Der geplante Umbau würde jedoch die umliegende Tier- und Pflanzenwelt massiv gefährden, erklärt Arno Mohl von der Umweltstiftung WWF. Dabei biete die Flusslandschaft ein einmaliges Biotop, mit über 2.000 verschiedenen Tier- und Pflanzenarten. Darunter seltene Fische wie der Zingel oder der Glattdick und Vogelarten wie der Seeadler und der Schwarzstorch.
Die Umweltschützer befürchten auch, dass die Trinkwasserqualität unter dem Ausbau leiden würde: Mit der Flusskanalisierung trocknen die Flussauen und Wälder aus und verlieren somit ihre Filterfunktion.
Das Projekt sei nicht EU-konform, erklärt Mohl. Daher hat der WWF gemeinsam mit kroatischen Umweltverbänden und NGOs bei der Europäischen Kommission Beschwerde eingelegt.

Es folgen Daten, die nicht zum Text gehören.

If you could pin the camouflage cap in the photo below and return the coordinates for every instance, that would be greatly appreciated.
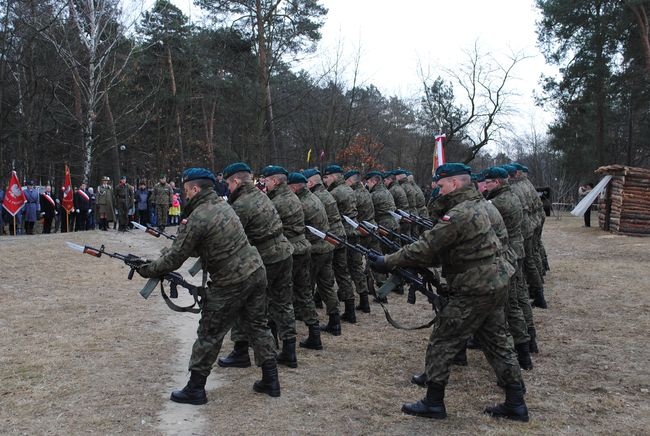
(452, 169)
(236, 167)
(272, 170)
(296, 178)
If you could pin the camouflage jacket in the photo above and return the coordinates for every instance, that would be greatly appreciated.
(346, 201)
(383, 203)
(464, 242)
(401, 201)
(162, 194)
(511, 211)
(315, 216)
(365, 209)
(261, 223)
(292, 216)
(409, 190)
(333, 215)
(213, 232)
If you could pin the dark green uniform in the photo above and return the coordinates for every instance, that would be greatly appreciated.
(467, 247)
(263, 228)
(213, 232)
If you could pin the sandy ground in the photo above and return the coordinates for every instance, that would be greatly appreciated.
(83, 352)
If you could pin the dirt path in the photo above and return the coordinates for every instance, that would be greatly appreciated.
(81, 351)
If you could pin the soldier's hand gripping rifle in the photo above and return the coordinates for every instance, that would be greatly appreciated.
(422, 284)
(134, 262)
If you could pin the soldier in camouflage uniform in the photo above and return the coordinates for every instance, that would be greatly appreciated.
(467, 247)
(319, 261)
(346, 265)
(365, 212)
(263, 228)
(161, 198)
(124, 194)
(213, 232)
(319, 269)
(509, 206)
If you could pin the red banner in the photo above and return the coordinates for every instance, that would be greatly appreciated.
(14, 196)
(68, 201)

Ein unabhängiger EU-Experte solle das Projekt auf Umweltverträglichkeit prüfen.
„Das Problem ist, dass die EU erst aktiv werden kann, wenn das Projekt bereits gebaut wird und dann massive Schäden verursacht“, sagt Goran Gugic, Leiter des kroatischen Naturparks Lonjsko Polje. „Aber dann kann es natürlich zu spät sein.“ Die EU selbst habe Kroatien in die Situation gebracht: Einerseits sei das Land verpflichtet, die Schifffahrtswege zu verbessern, gleichzeitig solle aber auch der Umweltsektor berücksichtigt werden. „Hier müsste man einen Mittelweg finden“, sagt der Naturparkleiter.
Die Skepsis der Umweltverbände, ob die kroatische Regierung ein Einsehen haben werde, hat einen guten Grund. 2009 hatte Zagreb bereits ein ähnliches Projekt zum Umbau der letzten 60 Kilometer der Drau in Kroatien bewilligt. Gegen den Protest der Anrainer, die die Mündung der Mur in die Drau nahe der Stadt Legrad zum Baden und Fischen nutzten. Und gegen die Einschätzung von EU-Experten, die das Projekt als nicht umweltverträglich einstuften – denn die kam zu spät: Die Baupläne waren bereits bewilligt, bevor das Ergebnis vorlag.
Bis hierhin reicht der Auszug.